Now I'm not advocating that we stop arresting because obviously I wouldn't have a job, but what I could do. What I am saying is that the police, politicians in the know and even the public should follow the evidence we should follow rather than intuition, tradition or custom, and what we think is common sense, we should actually follow what that research now shows. In Dwayne's case, I know you might think that you know he was innocent, so he was an anomaly, but the police have discretion, so we choose where to police, what laws to enforce, and who to enforce them on, so although I thought that Dwayne was innocent, another officer could do it.
I have thought he was guilty or another officer might have thought he is innocent today but he will be guilty tomorrow so I might as well arrest him today and have the police mostly patrol in socio-economically deprived areas which means the police will always impact At a disproportionate rate for the poor and especially the poor minority, an arrest and conviction will stigmatize them for the rest of their lives because they will always check a box that designates their status in society and will diminish their ability to get a job to get a job. living place. get college student loans and even vote so they always pay for their crimes.
Arrest as a response to tough-on-crime or the war on drugs is simply returning us to this punitive pre-peeling era and like Dr. Spock's officers. We need to aggregate the data so we can see what our decisions are as individual officers and how they impact society as a whole. Three days after my partner and I arrested Dwayne, a 911 call came in from a hysterical woman and my partner was not with me at the time. He was free for the night, but I recognized the address as Stephanie and Duane's address. , so I made sure to go on the call and along the way I got really angry because I was thinking, "Okay, here I am, I'm leaving." For me to be put in another really bad situation, I'm going to have to arrest Wayne again or this time Dwayne committed domestic violence and my sergeant will be right and I'm going to validate his whole theory of putting him in jail anyway.
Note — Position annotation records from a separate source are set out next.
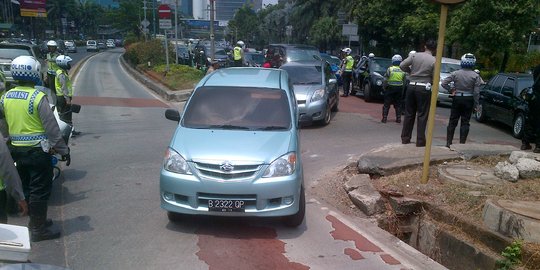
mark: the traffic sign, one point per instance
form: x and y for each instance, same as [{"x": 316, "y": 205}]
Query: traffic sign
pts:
[
  {"x": 145, "y": 23},
  {"x": 164, "y": 12}
]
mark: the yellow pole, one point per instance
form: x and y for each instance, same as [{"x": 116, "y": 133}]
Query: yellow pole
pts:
[{"x": 434, "y": 93}]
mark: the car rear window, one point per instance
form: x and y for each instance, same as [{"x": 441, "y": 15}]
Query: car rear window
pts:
[
  {"x": 304, "y": 74},
  {"x": 241, "y": 108},
  {"x": 12, "y": 53}
]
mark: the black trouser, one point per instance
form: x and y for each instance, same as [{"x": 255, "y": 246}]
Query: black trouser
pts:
[
  {"x": 347, "y": 77},
  {"x": 417, "y": 103},
  {"x": 36, "y": 172},
  {"x": 392, "y": 96},
  {"x": 462, "y": 108},
  {"x": 64, "y": 110}
]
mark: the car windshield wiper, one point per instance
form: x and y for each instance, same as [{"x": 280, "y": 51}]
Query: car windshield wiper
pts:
[
  {"x": 274, "y": 128},
  {"x": 228, "y": 127}
]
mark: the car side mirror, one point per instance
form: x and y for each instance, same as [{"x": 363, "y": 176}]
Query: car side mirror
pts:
[{"x": 172, "y": 114}]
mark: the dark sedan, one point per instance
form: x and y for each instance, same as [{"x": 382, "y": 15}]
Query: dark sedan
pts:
[{"x": 501, "y": 101}]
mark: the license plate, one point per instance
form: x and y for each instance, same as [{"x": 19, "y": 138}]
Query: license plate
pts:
[{"x": 226, "y": 205}]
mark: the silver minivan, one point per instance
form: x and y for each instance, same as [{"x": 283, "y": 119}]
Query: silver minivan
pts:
[{"x": 236, "y": 150}]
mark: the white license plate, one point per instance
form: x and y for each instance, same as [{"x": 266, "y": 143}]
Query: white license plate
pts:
[{"x": 226, "y": 205}]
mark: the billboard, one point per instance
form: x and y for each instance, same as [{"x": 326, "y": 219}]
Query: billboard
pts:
[{"x": 33, "y": 8}]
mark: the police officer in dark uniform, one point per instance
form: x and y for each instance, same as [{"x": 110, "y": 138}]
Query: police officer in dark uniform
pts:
[
  {"x": 34, "y": 134},
  {"x": 417, "y": 101},
  {"x": 464, "y": 86}
]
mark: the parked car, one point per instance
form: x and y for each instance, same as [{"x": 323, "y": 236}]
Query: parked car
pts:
[
  {"x": 236, "y": 149},
  {"x": 253, "y": 59},
  {"x": 448, "y": 65},
  {"x": 70, "y": 46},
  {"x": 9, "y": 51},
  {"x": 370, "y": 82},
  {"x": 91, "y": 46},
  {"x": 501, "y": 101},
  {"x": 316, "y": 90},
  {"x": 291, "y": 53}
]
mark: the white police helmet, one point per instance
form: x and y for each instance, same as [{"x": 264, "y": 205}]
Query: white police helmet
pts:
[
  {"x": 52, "y": 43},
  {"x": 64, "y": 61},
  {"x": 26, "y": 69},
  {"x": 468, "y": 60},
  {"x": 396, "y": 59}
]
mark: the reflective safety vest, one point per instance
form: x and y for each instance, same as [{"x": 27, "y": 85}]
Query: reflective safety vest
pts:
[
  {"x": 237, "y": 53},
  {"x": 52, "y": 67},
  {"x": 22, "y": 116},
  {"x": 396, "y": 76},
  {"x": 349, "y": 64},
  {"x": 58, "y": 86}
]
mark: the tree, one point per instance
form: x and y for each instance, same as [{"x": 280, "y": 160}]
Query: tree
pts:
[{"x": 325, "y": 33}]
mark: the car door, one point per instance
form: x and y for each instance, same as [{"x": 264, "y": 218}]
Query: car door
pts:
[
  {"x": 506, "y": 101},
  {"x": 490, "y": 96}
]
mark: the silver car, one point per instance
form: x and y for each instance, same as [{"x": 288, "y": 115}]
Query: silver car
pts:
[
  {"x": 315, "y": 87},
  {"x": 236, "y": 150},
  {"x": 448, "y": 65}
]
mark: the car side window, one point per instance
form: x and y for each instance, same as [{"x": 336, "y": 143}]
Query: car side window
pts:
[
  {"x": 496, "y": 84},
  {"x": 508, "y": 87}
]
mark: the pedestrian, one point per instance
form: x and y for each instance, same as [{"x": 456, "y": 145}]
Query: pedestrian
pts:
[
  {"x": 394, "y": 83},
  {"x": 64, "y": 91},
  {"x": 531, "y": 127},
  {"x": 53, "y": 53},
  {"x": 347, "y": 65},
  {"x": 238, "y": 54},
  {"x": 417, "y": 102},
  {"x": 464, "y": 87},
  {"x": 10, "y": 183},
  {"x": 34, "y": 134}
]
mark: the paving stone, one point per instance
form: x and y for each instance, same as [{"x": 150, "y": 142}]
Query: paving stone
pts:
[
  {"x": 516, "y": 219},
  {"x": 528, "y": 168},
  {"x": 507, "y": 171}
]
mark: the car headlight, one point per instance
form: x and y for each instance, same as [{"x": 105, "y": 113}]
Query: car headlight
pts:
[
  {"x": 174, "y": 162},
  {"x": 317, "y": 95},
  {"x": 283, "y": 166}
]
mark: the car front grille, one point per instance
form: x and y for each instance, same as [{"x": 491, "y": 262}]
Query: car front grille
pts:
[{"x": 214, "y": 171}]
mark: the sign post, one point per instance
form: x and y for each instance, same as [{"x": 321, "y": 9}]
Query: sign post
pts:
[
  {"x": 435, "y": 85},
  {"x": 164, "y": 14}
]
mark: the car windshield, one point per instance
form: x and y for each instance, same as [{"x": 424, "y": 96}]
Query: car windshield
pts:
[
  {"x": 449, "y": 68},
  {"x": 241, "y": 108},
  {"x": 294, "y": 55},
  {"x": 12, "y": 53},
  {"x": 380, "y": 65},
  {"x": 304, "y": 74}
]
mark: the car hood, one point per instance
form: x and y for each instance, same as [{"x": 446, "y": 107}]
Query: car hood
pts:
[
  {"x": 232, "y": 145},
  {"x": 304, "y": 91}
]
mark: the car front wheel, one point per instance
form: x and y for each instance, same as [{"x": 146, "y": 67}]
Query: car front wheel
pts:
[{"x": 519, "y": 123}]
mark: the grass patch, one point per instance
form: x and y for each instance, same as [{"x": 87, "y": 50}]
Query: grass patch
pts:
[{"x": 179, "y": 77}]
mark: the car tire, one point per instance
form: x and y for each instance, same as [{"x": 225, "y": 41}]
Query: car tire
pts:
[
  {"x": 174, "y": 217},
  {"x": 327, "y": 115},
  {"x": 480, "y": 115},
  {"x": 518, "y": 125},
  {"x": 367, "y": 92},
  {"x": 298, "y": 218}
]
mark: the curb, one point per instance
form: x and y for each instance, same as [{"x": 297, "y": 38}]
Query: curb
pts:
[{"x": 158, "y": 88}]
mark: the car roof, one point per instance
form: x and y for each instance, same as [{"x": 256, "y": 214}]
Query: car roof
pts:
[
  {"x": 246, "y": 77},
  {"x": 303, "y": 63}
]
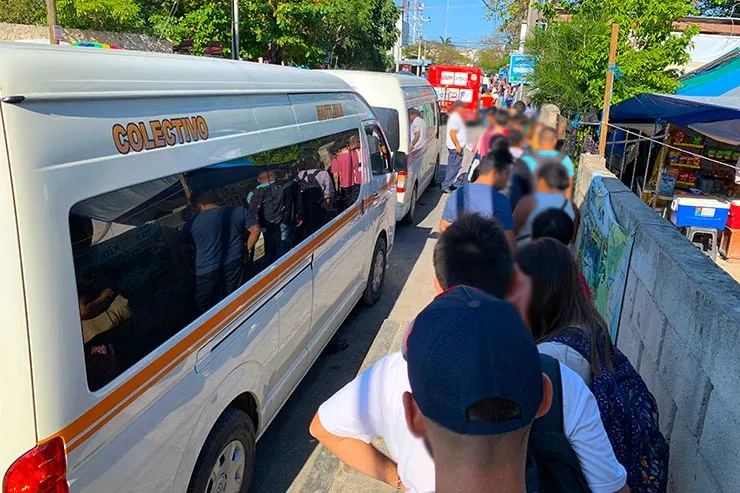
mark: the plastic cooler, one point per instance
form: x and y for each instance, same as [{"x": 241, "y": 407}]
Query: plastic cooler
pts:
[
  {"x": 734, "y": 220},
  {"x": 702, "y": 212}
]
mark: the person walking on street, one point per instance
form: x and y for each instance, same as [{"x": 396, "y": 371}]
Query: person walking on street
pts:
[
  {"x": 456, "y": 140},
  {"x": 551, "y": 191},
  {"x": 547, "y": 141},
  {"x": 483, "y": 195}
]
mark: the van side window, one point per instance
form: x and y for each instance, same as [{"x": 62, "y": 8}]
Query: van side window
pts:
[
  {"x": 380, "y": 156},
  {"x": 427, "y": 112},
  {"x": 151, "y": 258}
]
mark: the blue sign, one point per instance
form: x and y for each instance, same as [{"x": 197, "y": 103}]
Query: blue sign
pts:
[{"x": 520, "y": 67}]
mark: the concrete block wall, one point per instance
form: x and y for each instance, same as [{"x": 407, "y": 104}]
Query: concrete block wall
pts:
[{"x": 680, "y": 327}]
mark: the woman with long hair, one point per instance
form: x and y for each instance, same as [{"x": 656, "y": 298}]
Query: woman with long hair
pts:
[
  {"x": 567, "y": 327},
  {"x": 559, "y": 304}
]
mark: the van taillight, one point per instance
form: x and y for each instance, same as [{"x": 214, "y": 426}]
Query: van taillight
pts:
[
  {"x": 43, "y": 469},
  {"x": 401, "y": 182}
]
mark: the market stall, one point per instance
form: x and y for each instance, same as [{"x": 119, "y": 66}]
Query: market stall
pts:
[{"x": 694, "y": 180}]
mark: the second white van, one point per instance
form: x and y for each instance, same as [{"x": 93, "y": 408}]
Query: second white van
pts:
[{"x": 408, "y": 111}]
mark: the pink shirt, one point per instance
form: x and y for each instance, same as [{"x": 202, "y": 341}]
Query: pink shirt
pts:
[{"x": 345, "y": 165}]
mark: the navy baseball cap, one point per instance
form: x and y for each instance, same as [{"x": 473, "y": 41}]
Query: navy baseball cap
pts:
[{"x": 464, "y": 347}]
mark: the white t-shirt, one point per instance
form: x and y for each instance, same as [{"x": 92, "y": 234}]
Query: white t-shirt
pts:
[
  {"x": 371, "y": 406},
  {"x": 416, "y": 126},
  {"x": 569, "y": 357},
  {"x": 454, "y": 122}
]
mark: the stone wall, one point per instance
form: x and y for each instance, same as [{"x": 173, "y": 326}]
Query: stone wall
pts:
[
  {"x": 680, "y": 327},
  {"x": 128, "y": 41}
]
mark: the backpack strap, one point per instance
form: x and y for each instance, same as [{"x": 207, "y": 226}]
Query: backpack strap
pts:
[{"x": 553, "y": 420}]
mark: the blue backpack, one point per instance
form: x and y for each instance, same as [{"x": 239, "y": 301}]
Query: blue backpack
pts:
[{"x": 630, "y": 416}]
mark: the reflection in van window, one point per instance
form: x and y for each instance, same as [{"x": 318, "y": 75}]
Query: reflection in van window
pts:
[
  {"x": 152, "y": 257},
  {"x": 380, "y": 156}
]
When I got home Stephanie was in the kitchen and she was hysterical and unintelligible and the kids were very upset and I was trying to get it out of her where Dwayne was and she finally knew he was in the basement so while I went. In the basement I was thinking to myself you know what I'm going to find if he's going to get mad he's going to get mad and what I found was Dwayne hanging from the rafters and I walked up to him and looked at his face and I touched his arm to see I could save him but I couldn't, he was dead and next to his body there was a photo of his children and 35 cents and it was all the money he had in the world to leave to his children. to see the impact of my decisions and my arrest on another human being, his partner and his children, please intervene in people's lives on a daily basis and instead of following tradition, custom or individual preferences, I believe that It's time we just follow the evidence, thank you.